Wealth Firm Picks Activist Investor Fight
Citing a fiduciary duty to its clients, financial planning firm Richmond Brothers has taken the unusual step of launching a proxy attack on Rockwell Medical, a Nasdaq-listed company that develops and markets treatments for kidney diseases.
“I’ve never heard of a firm like ours doing anything like this,” says David Richmond, board chairman and co-owner of Jackson, Mich.-based Richmond Brothers, an RIA that manages about $300 million. “But we hang our own shingle and create our own opportunities and liabilities, and we truly believe we’re doing what’s right for our clients.”
Richmond Brothers, on behalf of its executives and clients, and in partnership Mark Ravich, a Minneapolis-based businessman – who together represent almost 12% of Rockwell Medical’s outstanding common stock – wants a seat on Rockwell’s board to steer the company toward new strategies.
These shareholders want Rockwell Medical to improve sales of Triferic, an iron-replacement drug that’s done well in clinical reviews, and position itself for success with Calcitriol, a generic drug for patients in need of dialysis for which the company soon expects to receive FDA approval to manufacture.
In addition, says Richmond, the activists feel Rockwell Medical’s management – especially its CEO and founder Rob Chioini – is over-compensated.
Wixom, Mich.-based Rockwell Medical has a market capitalization of $457.5 million on 51.5 million shares and an intraday share price of $8.68 on April 27, according to Google Finance.
“This could be a $40 stock,” says Richmond, who has owned shares in Rockwell Medical since “about 2002” and started recommending the issues to clients shortly thereafter.
Chioini has told the dissident shareholders Rockwell Medical has a long-term strategy “to grow revenue by first securing the highest Medicare reimbursement possible, signing lucrative contracts with national dialysis companies for Triferic” and carving out partnerships for international sales, according to Crain’s Detroit Business.
“We have met with and tried to work with David, and for whatever reason, we are where we are today,” Chioini tells Crain’s, referring to Richmond by his first name.
Richmond says he’d rather fight than sell his Rockwell Medical shares — or recommending his clients do so — because he has the means to effect positive change at the company and he owes it to his clients to try.

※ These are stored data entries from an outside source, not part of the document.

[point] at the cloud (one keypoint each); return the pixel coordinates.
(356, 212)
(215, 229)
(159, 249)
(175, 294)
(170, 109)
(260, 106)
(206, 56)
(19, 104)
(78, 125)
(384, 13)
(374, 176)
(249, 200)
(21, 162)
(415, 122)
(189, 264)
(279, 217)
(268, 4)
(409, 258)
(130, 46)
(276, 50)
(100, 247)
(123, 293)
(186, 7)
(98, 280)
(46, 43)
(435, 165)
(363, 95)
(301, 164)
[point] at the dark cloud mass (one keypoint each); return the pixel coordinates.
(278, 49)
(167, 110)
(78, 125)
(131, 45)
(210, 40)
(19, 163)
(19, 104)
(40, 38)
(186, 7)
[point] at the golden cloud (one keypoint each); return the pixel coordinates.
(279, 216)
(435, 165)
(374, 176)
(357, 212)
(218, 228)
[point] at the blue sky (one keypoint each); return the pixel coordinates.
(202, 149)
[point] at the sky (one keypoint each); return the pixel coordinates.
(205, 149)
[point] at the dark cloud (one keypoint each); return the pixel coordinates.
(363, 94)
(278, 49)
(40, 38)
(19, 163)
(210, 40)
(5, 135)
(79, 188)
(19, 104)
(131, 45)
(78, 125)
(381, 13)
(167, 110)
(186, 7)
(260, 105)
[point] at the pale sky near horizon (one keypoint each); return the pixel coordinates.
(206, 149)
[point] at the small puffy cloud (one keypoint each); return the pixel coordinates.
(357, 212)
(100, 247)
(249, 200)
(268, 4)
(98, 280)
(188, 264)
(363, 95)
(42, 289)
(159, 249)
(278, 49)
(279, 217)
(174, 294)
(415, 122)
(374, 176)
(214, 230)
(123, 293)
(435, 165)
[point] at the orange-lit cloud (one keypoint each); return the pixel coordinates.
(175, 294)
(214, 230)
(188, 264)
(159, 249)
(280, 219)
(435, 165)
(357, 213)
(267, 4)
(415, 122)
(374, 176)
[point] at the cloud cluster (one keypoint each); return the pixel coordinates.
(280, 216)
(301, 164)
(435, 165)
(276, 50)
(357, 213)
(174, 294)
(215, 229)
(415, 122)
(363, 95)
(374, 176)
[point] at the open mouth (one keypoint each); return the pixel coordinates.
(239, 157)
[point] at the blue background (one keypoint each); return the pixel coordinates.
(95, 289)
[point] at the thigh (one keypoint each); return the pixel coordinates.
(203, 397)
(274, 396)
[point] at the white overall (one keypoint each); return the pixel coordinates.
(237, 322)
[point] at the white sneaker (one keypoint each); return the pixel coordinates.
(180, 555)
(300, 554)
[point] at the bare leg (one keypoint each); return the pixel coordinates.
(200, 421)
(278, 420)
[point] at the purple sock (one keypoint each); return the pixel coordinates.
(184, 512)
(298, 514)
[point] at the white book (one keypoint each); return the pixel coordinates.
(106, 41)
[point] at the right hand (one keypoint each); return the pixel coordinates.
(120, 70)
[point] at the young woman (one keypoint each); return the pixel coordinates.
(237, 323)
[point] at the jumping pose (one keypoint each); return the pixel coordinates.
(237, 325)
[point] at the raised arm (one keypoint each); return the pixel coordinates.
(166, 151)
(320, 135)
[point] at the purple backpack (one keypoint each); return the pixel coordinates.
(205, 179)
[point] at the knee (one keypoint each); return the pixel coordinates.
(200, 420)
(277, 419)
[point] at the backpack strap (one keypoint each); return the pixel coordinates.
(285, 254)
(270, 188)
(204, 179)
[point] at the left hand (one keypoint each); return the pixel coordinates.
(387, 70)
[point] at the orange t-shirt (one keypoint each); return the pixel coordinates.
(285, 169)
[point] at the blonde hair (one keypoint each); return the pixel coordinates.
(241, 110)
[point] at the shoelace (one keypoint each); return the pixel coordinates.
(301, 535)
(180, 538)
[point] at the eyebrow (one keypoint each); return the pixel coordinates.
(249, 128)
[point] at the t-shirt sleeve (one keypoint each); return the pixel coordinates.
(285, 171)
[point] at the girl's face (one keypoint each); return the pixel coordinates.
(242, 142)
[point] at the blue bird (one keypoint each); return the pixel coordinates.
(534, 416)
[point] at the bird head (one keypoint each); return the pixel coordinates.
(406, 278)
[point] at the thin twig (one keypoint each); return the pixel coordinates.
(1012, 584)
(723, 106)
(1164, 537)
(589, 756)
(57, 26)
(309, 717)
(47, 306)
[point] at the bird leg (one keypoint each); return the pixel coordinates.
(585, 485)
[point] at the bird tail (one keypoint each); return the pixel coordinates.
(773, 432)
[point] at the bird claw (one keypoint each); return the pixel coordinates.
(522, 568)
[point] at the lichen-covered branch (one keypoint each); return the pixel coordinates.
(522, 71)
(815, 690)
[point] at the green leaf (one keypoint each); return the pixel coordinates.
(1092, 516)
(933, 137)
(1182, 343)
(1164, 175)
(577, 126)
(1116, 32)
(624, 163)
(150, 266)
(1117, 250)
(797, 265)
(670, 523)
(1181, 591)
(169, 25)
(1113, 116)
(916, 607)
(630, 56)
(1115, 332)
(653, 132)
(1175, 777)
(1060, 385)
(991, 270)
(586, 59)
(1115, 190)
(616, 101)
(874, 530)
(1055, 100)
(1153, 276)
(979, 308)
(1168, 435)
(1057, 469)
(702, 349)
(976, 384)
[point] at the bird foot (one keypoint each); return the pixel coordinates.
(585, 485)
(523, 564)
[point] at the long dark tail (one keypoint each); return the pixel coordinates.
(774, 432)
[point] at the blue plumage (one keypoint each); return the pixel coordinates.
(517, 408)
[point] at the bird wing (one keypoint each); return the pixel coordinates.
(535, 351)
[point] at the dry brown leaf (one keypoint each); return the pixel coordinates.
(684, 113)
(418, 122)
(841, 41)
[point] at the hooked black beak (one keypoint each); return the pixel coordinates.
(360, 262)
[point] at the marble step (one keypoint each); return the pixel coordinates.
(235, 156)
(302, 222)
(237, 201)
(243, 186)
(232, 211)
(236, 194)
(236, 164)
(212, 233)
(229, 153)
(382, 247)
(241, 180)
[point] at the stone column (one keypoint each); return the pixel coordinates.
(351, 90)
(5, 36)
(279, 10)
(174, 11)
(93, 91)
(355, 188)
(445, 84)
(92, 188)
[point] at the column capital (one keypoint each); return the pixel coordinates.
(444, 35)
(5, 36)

“If we are not on the board they’re not going to do the right thing,” he says. “Our whole idea is to unlock the full value of the stock” as part — he says — of his firm’s fiduciary obligation to his clients.
But does Richmond Brothers run afoul of the fiduciary standard when its executive personally owns shares in the company he’s fighting?
Not at all, says Tamar Frankel, an expert on business ethics, fiduciary law and corporate governance.
“They’re saying they were entrusted with the power to represent their clients and use their expertise and judgment in doing that,” Frankel, a professor at Boston University’s law school, says of Richmond Brothers in its role as activist shareholder. “That’s what the fiduciary duty is.”
Adds Frankel: “If they judge there is no conflict — and if it’s something they themselves would do — then there is no conflict.”
That said, Frankel believes Richmond Brothers is taking a slight fiduciary risk in one respect. If the firm’s actions with respect to Rockwell Medical are born of a desire “to make a reputation” and if these actions end up harming clients — by, for instance, further reducing the value of the shares in question — it might amount to “a very thin and watery conflict” in the form of a potential reduction “in the value of their judgment.”
Richmond seems to be of two minds about that.
On one hand, he doesn’t plan to make his firm a serial — or even a repeat — shareholder activist. He thinks it’s too time-consuming and expensive. “All the costs are coming out of our pockets personally,” he says, referring to himself and other brass at Richmond Brothers. “We can’t charge clients for any of this. It’s not in our business model, so it wouldn’t be fair.”
On the other hand, Richmond sees activism as a significant value-add that could get on the menu at some RIAs.
“If you look at the industry, a lot of people are saying there will be fewer RIAs and those will be bigger than they generally are now,” Richmond tells FA-IQ. “At the same time, activism has blossomed, so it “could be part of an RIA’s service offering” — even if it calls for “a strong stomach” and a willingness “to spend a lot of money.”
In conclusion, says Richmond, “If I were a client, I would want to be with someone who was willing to walk to the ends of the earth for me.”
The spat between Rockwell Medical and the activists may come to a head on June 1. That’s when the company has its next shareholder meeting.